Même certitude pour le second récit de l'accusé : "Denis Respaut était incapable de s'avancer sans sa béquille. On veut nous faire croire qu'il a été capable d'avancer malgré la peur, le désespoir, sur un sable forcément mouvant, jusqu'à une profondeur dont il ne se serait jamais revenu ? Dans cette hypothèse, pourquoi se serait-il déshabillé ? Ce n'était pas un bain de minuit. Un homme qui veut se suicider se serait lesté le plus possible, et aurait gardé ses chaussures au pied." Certes, reconnaît la magistrate, "l'affaire présente des zones d'ombres, des énigmes. Le corps n'a jamais été retrouvé, mais n'imaginez pas que parce qu'on n'a pas de corps, on n'a pas de meurtre. C'est parce que le meurtrier l'a caché. Cela n'empêche pas de le condamner."
Skrecek plaide l'acquittement, le jury part délibérer.
Le jury de la cour d'assises de l'Hérault vient de se retirer pour déliberer et décider de la culpabilité ou de l'innocence de Frantisek Skrecek, dont la défense a demandé mercredi après-midi avec conviction l'acquittement. Auparavant, l'avocat général avait requis quinze ans de réclusion criminelle à son encontre, pour le meurtre de Denis Respaut à Carnon en mai 2010. "On vous réclame 15 ans sur des suppositions, sur des considérations intellectuelles, et l'avocate générale nous avoue qu'il n'y a pas de mobile " annonce d'emblée Me Raphaëlle Chalié. Puis l'avocate déroule le fil de ce qui est pour elle la clé de ce dossier : la psychologie particulière de cet homme qui a avoué un crime, avant de se rétracter. "C'est pour lui le dossier de l'expiation. Il se sent coupable, il doit expier » dit-elle. Il a deux motifs pour expier : sa femme qu'il n'a pas pu sauver, et son ami qu'il n'a pas pu sauver. Il se hait. Il écrit au juge d'application des peines : attention, ni remise , ni grâce, je veux expier jusqu'au bout. Tout comme un mois après les faits, il provoque la police, car il veut mourir debout, car il n'a pu accomplir ses deux missions : sa femme, ce soleil qui s'éteint, et son ami ".
Ces aveux, c'est la peur de repartir en Tchéquie, où il est "recherché par la mafia" qui les provoque. "Entre la prison en France et la mort en Tchéquie, le choix est vite fait."
Pour l'avocate, c'est bien le dernier scenario raconté par l'accusé, qui n'a pas retrouvé Denis Respaut sur la plage où il l'avait laissé, désespéré, qui est le plus crédible.

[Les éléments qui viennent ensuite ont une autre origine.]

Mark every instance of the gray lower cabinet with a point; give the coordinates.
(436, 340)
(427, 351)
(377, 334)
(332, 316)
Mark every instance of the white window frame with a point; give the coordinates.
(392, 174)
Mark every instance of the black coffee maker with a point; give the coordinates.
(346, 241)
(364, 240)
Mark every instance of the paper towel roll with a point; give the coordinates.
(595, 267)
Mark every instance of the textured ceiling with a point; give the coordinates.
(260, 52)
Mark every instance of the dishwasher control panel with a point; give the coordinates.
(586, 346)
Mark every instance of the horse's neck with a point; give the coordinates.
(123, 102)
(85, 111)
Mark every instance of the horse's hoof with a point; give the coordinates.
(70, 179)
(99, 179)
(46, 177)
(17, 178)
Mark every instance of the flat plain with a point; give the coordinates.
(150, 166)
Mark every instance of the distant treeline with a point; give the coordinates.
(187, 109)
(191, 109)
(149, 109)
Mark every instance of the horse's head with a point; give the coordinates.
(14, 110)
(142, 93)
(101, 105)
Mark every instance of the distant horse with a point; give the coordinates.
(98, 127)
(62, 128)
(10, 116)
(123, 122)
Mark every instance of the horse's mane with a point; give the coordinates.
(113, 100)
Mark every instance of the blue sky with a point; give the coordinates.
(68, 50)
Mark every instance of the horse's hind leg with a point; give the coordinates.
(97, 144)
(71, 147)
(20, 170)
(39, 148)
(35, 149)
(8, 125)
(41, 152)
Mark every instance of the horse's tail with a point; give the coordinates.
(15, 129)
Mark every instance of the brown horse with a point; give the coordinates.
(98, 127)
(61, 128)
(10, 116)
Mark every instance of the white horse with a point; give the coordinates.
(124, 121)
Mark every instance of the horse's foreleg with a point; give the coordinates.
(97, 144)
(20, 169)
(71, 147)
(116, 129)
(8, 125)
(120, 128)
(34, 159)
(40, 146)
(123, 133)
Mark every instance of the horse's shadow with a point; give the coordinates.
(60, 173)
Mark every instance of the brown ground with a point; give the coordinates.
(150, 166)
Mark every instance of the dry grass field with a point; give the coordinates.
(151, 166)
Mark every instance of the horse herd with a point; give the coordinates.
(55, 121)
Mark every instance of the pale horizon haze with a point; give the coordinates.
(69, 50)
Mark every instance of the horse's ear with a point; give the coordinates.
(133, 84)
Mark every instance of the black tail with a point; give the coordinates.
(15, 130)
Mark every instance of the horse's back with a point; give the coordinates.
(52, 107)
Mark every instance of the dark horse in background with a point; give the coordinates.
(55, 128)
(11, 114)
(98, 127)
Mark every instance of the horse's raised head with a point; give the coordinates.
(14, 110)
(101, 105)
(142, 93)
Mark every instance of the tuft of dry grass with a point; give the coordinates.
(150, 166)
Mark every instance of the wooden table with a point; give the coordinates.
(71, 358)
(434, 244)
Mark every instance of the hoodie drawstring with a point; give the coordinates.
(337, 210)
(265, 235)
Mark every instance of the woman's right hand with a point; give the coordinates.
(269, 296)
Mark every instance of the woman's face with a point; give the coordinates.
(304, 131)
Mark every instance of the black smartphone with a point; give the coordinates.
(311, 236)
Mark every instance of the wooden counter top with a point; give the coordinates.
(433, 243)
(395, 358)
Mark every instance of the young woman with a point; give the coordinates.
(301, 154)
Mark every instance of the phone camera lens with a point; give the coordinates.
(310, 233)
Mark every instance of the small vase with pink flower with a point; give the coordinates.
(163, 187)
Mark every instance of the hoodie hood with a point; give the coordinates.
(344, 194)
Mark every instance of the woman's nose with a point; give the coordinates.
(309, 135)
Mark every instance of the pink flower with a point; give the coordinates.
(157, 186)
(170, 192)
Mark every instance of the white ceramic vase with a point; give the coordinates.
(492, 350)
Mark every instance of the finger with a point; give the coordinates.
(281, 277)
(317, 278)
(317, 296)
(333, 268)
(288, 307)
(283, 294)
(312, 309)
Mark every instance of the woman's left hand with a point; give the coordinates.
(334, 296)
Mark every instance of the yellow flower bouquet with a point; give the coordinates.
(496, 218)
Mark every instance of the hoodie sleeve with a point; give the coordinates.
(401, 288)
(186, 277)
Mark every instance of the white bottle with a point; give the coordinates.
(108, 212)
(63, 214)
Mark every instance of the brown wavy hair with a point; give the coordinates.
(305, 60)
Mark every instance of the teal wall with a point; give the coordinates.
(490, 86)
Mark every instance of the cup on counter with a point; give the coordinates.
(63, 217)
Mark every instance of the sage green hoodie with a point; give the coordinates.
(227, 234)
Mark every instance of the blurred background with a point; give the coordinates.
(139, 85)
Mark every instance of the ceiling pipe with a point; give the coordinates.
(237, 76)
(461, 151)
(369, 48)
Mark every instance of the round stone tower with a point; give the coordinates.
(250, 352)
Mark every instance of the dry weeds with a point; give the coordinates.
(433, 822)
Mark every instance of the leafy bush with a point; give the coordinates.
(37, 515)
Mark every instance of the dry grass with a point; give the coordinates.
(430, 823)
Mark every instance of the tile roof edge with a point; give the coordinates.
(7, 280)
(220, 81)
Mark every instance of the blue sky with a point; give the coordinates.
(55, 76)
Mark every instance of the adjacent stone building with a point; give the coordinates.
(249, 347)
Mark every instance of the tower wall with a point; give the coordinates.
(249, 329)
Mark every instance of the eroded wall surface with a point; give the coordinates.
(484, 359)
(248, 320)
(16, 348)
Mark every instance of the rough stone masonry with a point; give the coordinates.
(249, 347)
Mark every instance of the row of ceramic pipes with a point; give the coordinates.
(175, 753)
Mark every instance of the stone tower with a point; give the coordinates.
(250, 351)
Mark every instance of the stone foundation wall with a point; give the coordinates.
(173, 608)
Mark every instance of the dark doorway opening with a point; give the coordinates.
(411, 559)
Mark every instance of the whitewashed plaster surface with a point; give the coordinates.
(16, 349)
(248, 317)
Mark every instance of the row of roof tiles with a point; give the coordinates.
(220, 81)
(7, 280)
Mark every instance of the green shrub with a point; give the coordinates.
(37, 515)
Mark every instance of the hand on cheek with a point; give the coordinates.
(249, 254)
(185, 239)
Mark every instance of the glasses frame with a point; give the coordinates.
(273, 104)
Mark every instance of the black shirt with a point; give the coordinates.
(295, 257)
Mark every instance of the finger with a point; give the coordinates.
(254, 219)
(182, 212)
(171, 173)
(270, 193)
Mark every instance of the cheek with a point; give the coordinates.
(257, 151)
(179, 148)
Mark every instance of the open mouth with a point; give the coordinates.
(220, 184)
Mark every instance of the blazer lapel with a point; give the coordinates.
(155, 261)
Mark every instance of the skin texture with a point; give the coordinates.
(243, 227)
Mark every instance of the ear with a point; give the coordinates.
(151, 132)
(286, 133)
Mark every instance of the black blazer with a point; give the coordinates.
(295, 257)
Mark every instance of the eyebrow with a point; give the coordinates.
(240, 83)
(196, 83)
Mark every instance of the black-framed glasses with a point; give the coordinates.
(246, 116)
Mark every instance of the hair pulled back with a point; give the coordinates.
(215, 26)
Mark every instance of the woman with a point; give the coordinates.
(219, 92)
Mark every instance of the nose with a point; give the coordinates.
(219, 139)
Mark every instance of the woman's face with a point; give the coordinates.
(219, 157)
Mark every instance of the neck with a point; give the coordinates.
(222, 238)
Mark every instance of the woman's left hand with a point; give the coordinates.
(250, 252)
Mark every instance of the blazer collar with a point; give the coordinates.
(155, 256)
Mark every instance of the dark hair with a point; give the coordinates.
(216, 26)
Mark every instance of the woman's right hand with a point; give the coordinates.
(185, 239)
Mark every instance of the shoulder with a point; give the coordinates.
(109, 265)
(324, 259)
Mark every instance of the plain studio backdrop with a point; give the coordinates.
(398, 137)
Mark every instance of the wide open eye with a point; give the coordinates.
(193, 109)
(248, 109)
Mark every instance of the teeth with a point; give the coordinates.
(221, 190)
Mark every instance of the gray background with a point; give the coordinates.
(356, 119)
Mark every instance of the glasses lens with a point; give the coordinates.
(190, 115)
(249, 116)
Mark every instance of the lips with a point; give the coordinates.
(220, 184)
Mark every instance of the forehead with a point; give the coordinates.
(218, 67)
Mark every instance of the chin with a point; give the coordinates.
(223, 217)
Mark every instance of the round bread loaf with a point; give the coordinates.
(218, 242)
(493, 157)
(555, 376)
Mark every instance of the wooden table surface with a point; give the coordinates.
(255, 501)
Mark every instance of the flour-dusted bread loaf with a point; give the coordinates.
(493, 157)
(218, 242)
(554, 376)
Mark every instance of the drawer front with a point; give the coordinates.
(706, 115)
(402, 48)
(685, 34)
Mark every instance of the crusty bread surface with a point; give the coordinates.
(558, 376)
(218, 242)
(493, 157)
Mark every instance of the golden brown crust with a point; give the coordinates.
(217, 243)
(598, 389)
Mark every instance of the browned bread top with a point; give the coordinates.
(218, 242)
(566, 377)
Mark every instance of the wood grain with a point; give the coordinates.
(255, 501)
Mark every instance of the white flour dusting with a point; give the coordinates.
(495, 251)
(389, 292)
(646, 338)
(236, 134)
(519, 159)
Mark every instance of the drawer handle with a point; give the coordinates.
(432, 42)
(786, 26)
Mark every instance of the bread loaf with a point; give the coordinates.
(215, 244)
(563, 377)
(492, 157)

"Acceptez l'idée que cet homme qui était dans un état de fragilité extrême, qui a le sentiment que sa vie peut se terminer dans un hôpital, qui vient de se faire humilier, se retrouve face à la mer, pendant que Skrecek s'en va, après lui avoir dit 't'as qu'à te mettre à la baille". Frantisek Skrecek a envisagé l’hypothèse qu'il s'est avancé dans l'eau. C'était un homme qui connaissait la mer, qui pêchait, et qui a pu se laisser porter. On a demandé si un corps peut dériver suffisamment pour partir au loin et dériver sans avoir pu être retrouvé. La réponse a été oui.
Et l'avocate enchaîne : " Le mobile ? Aucun. L'argent ? Non. Denis n'en avait pas. Alors c'est quoi ? La jalousie ? Non, ces deux hommes s'entendaient bien. " puis elle conclut : "Cet homme est un homme d'honneur. Il n'a plus à expier. Il a compris que la mort de sa femme, il ne pouvait rien y faire. Il a compris que la mort de Denis Respaut, cette deuxième mission à laquelle il a échoué, c'était mission impossible. Il a compris qu'il n'est plus recherché en Tchéquie. Qu'il peut ressortir libre de la maison d'arrêt. Est-ce que vous allez le déclarer coupable sur des suppositions avec une absence de mobile, ou est-ce que votre intime conviction doit vous amener à envisager l'hypothèse du suicide ? Vous savez que s'il sort demain il ne sera pas dangereux."
Après deux heures de délibéré, la cour d'assises de l'Hérault vient de condamner à quinze ans de réclusion criminelle Frantisek Skrecek, ce Tchèque de 41 ans qui niait être impliqué dans le meurtre de Denis Respaut, un habitant de Carnon, disparu depuis le 18 mai 2010. Auparavant, son avocate Me Chalié avait plaidé l'acquittement, tandis que l'avocat général Manon Brignol avait requis quinze ans de réclusion criminelle.